MGIC and PMI Group bulls will argue that many of the subprime loans were securitized and sold in the capital markets instead of being insured. Through this logic mortgage insurers will not have a significant increase in claims paid due to subprime and Alt-A defaults. Although this argument holds some credence, the statement by National City shows that at least some of the large mortgage originators still used insurance for subprime and Alt-A loans.
In PMI Group’s most recent 10-K they state, “In 2006, PMI’s average premium rate increased primarily as a result of its primary portfolio containing higher percentages of high LTV and Alt-A loans. However, there can be no assurance that the premiums earned and the associated investment income will prove adequate to compensate for future losses from these loans.” Although 10-K’s are notorious for sounding like the company is in dire straights due to the legal ramifications of these documents, this statement shows that PMI has significant exposure to Alt-A loans. Apparently, not all of these loans were securitized after all.

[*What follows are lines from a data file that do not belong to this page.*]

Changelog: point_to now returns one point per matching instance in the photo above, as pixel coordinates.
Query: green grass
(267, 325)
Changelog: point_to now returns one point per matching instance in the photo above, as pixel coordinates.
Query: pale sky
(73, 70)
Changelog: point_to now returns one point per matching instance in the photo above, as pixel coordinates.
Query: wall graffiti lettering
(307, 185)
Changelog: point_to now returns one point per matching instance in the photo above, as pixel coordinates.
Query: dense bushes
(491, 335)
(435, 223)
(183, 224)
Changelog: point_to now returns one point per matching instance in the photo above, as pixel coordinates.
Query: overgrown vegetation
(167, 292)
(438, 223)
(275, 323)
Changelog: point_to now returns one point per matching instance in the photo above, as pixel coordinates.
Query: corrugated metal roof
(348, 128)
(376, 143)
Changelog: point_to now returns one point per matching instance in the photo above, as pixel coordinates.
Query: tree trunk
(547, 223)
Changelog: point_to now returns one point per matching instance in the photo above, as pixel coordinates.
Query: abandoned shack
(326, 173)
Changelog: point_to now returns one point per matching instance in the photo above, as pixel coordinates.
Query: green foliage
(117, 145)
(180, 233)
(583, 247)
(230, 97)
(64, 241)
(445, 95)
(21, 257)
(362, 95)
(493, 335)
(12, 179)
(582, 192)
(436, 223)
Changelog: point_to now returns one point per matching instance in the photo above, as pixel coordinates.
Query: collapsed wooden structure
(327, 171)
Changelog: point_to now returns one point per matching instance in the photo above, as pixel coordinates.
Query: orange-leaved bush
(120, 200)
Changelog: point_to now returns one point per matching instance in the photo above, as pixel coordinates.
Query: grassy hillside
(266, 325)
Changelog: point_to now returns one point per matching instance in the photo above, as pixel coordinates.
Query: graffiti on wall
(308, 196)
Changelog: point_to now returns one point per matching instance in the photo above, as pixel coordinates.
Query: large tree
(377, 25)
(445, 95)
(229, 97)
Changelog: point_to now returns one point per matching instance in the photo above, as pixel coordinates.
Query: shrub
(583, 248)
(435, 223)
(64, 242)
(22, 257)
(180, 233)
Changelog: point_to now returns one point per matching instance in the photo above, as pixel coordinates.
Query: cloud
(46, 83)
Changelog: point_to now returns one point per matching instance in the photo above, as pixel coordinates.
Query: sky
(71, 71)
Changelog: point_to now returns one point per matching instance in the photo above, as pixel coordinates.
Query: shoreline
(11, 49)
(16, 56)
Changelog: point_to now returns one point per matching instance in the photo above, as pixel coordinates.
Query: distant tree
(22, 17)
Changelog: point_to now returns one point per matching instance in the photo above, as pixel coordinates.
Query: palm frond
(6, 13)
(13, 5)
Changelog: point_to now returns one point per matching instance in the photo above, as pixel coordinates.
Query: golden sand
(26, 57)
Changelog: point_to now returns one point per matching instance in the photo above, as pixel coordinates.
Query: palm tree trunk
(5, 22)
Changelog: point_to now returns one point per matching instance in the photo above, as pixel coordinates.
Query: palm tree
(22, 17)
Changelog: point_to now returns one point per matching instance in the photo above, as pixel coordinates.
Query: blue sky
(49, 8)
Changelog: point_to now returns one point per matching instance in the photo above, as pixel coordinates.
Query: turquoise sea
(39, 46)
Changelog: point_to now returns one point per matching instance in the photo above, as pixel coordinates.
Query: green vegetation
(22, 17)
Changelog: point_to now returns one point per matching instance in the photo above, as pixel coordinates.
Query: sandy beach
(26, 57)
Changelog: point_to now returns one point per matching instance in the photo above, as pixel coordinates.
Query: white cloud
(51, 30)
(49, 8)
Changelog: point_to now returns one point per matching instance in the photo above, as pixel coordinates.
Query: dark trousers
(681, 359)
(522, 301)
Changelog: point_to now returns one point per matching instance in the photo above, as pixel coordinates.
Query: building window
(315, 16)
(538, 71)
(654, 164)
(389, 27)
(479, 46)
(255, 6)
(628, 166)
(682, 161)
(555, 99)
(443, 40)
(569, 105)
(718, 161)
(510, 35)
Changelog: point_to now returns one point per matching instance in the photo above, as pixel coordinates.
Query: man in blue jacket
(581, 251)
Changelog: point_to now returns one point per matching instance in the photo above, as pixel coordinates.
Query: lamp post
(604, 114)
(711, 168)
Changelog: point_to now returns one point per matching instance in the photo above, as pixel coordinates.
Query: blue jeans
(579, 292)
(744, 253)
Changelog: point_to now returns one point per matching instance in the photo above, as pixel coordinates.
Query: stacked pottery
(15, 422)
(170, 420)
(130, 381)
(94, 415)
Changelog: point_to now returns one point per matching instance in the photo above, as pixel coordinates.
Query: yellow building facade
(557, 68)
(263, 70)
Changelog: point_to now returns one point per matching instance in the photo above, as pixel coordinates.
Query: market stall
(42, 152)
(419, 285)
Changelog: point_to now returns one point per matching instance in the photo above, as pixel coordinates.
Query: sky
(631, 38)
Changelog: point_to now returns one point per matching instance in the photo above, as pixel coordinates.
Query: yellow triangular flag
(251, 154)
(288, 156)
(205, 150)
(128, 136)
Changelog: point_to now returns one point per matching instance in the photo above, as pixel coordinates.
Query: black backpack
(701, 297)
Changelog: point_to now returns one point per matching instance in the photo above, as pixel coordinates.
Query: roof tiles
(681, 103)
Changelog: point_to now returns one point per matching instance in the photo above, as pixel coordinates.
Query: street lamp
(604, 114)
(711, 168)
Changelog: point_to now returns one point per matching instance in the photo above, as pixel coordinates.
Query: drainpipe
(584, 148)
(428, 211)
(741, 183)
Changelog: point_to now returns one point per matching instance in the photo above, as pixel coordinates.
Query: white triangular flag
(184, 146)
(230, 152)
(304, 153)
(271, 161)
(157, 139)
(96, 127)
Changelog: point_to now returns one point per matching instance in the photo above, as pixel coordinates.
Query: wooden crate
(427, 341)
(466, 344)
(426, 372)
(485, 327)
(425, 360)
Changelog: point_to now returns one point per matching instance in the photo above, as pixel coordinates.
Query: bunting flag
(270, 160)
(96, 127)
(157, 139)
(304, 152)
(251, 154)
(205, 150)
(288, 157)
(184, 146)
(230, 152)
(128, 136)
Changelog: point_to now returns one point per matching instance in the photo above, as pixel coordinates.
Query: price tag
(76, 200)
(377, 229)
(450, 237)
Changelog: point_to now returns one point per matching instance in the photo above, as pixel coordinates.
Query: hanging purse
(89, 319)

Details about MGIC’s questionable acquisition of Fieldstone Investment will also be a key issue surrounding MGIC’s conference call. Although MGIC did manage to lower the offer price from $5.53 per share to $4 a share, Fieldstone’s shares are currently trading at $3.21 implying that the street does not have confidence that the deal will go through. Yesterday, Friedman Billings Ramsey announced that they have sold their entire position in Fieldstone.
We already covered half of our short positions in MGIC and PMI Group for a nice profit. Tomorrow’s earning report for MGIC will set the tone for mortgage insurers going forward. If MGIC has somehow maneuvered through the subprime meltdown unscathed we will cover the rest of our short position, but in our opinion the mortgage insurance sector will continue to under perform.